2. Under the Bombay Municipal Boroughs Act of 1925, Section 58(j), the Municipality has power to make rules not inconsistent with the Act prescribing the taxes to be levied in the Municipal Borough. Section 73 empowers the Municipality to impose for the purposes of the Act the taxes therein mentioned, including, in Sub-clause (x), a general water-rate or a special water-rate or both for water supplied by the Municipality, which may be imposed in the form of a rate assessed on buildings and lands or in any other form, including that of charges for such supply, fixed in such mode or modes as shall be best adapted to the varying circumstances of any class of cases or of any individual case. That clause deals, as will be seen, only with the imposition of a general or special water-rate. Then Section 91 empowers the Municipality instead of imposing a water-rate, to fix, at rates not exceeding such as shall be specified in the rules in force under Section 58, charges for such supply according to the quantity used, as ascertained by measurement, or to arrange with any person to supply water on terms agreed.
3. Under the rules it is provided in Rule 320 that water-rates may be charged consisting of a general water-rate, a special water-rate and charges. Rule 322 deals with the general water-rate and imposes that rate on the classes of premises specified, which include, generally speaking, all buildings, charged on the net annual letting value after deducting ten per cent. ; and Rule 335 deals with a special water-rate which is leviable, in addition to the general water-rate, on all buildings and lands which are either actually connected or technically deemed to be connected with the municipal water pipes, stand-post or reservoir.
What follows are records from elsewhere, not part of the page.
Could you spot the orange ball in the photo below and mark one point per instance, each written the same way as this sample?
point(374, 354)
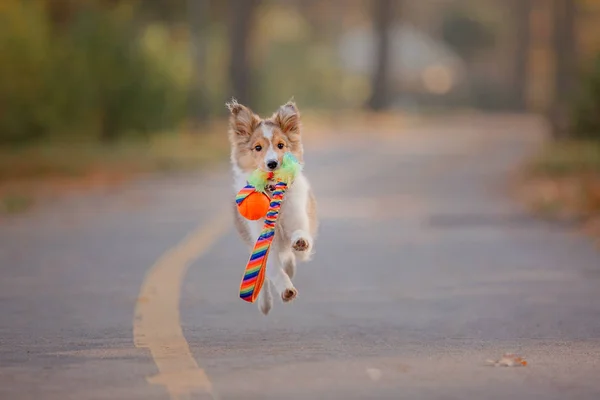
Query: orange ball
point(255, 206)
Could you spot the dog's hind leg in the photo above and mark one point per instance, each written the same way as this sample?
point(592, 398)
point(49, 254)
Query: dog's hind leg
point(280, 279)
point(265, 298)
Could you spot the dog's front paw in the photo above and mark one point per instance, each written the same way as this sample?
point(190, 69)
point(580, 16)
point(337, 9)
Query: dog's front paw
point(289, 294)
point(301, 241)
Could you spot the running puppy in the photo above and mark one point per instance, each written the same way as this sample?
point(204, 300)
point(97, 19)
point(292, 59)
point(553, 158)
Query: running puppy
point(258, 143)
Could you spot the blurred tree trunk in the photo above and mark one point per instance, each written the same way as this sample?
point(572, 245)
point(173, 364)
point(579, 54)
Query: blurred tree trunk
point(198, 19)
point(522, 13)
point(240, 28)
point(382, 20)
point(565, 61)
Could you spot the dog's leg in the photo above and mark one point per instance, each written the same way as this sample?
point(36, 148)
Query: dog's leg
point(288, 261)
point(265, 298)
point(281, 281)
point(298, 223)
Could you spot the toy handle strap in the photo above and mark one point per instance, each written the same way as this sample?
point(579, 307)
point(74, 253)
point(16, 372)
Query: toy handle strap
point(254, 274)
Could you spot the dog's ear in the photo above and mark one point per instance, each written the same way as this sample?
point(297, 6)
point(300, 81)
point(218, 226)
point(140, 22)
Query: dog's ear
point(242, 120)
point(288, 118)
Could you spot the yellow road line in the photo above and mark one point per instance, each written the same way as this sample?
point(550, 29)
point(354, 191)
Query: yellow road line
point(157, 324)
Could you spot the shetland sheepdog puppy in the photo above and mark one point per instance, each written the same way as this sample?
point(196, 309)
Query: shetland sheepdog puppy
point(258, 143)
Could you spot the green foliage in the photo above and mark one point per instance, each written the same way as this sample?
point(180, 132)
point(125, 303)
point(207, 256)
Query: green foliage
point(585, 116)
point(465, 34)
point(95, 78)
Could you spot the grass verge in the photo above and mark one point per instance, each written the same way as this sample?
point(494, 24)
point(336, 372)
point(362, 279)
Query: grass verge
point(30, 173)
point(563, 182)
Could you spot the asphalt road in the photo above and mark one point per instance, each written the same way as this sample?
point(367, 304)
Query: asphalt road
point(424, 269)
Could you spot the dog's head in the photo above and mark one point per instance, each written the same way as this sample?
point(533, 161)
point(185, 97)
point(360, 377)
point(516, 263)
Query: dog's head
point(261, 143)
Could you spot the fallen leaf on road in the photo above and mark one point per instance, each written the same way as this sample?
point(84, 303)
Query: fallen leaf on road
point(508, 360)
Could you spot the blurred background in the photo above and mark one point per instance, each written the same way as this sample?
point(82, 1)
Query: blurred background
point(103, 88)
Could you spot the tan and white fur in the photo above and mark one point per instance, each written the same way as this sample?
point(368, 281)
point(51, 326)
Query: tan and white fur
point(258, 143)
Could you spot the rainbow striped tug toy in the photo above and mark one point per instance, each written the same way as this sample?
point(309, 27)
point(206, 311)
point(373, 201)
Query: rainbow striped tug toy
point(253, 203)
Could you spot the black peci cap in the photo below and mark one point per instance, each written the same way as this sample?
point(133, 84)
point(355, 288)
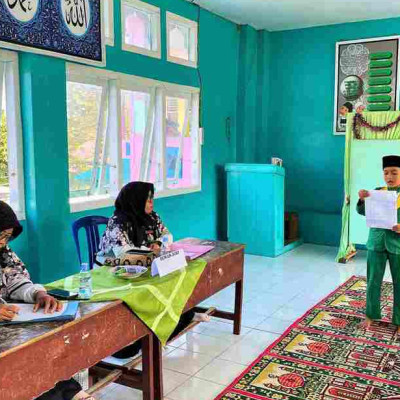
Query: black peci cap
point(390, 161)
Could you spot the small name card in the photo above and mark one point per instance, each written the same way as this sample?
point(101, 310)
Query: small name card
point(168, 263)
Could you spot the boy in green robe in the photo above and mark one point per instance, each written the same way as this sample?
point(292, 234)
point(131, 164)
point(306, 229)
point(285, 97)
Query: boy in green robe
point(383, 245)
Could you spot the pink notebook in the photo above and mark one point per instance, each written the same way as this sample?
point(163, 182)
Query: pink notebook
point(191, 250)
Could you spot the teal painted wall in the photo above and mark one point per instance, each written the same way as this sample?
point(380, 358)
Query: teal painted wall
point(248, 81)
point(300, 121)
point(46, 245)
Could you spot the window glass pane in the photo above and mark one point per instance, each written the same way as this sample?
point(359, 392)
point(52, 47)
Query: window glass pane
point(179, 37)
point(155, 172)
point(138, 28)
point(181, 150)
point(4, 177)
point(135, 108)
point(107, 19)
point(89, 164)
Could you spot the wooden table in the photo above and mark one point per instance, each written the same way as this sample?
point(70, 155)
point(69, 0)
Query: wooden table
point(225, 266)
point(34, 357)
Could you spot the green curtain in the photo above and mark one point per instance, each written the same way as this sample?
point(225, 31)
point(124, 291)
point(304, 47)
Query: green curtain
point(375, 119)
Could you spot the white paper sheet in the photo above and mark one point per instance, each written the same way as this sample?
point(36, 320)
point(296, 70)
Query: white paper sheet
point(26, 313)
point(381, 209)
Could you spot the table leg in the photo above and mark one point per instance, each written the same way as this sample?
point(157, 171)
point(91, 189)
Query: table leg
point(148, 368)
point(237, 321)
point(157, 365)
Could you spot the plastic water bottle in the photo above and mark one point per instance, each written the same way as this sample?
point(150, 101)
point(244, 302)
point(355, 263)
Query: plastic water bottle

Rule 337 specifies the rate at which the special water-rate is to be charged, that rate depending on the annual letting value of the premises. Then under Rule 344, which is the rule! impeached in this case, it is provided that when water supplied without meter is used in any trade except those mentioned in Rule 340 or in manufacture, lump charges may at the discretion of the Standing Committee be levied instead of the special water-rate. Then there are certain provisoes, the first two of which deal with particular types of trade, and the third of which provides that in other cases the lump charges shall not foe less than the special water-rate leviable on the building according to its, use for trade purposes. That, I think, must mean less than the special water rate which would have been levied if this charge had not been imposed, because the charge is levied instead of the special water-rate. But it will be noticed that although there is a limit on the minimum to be charged there is no limit on the maximum, and the Municipality under that rule appears to be able to charge a lump sum on premises in respect of water supplied in trade or manufacture of such amount as the Standing Committee may think fit. An arbitrary power of that nature would require very plain words to justify the Court in upholding its legality.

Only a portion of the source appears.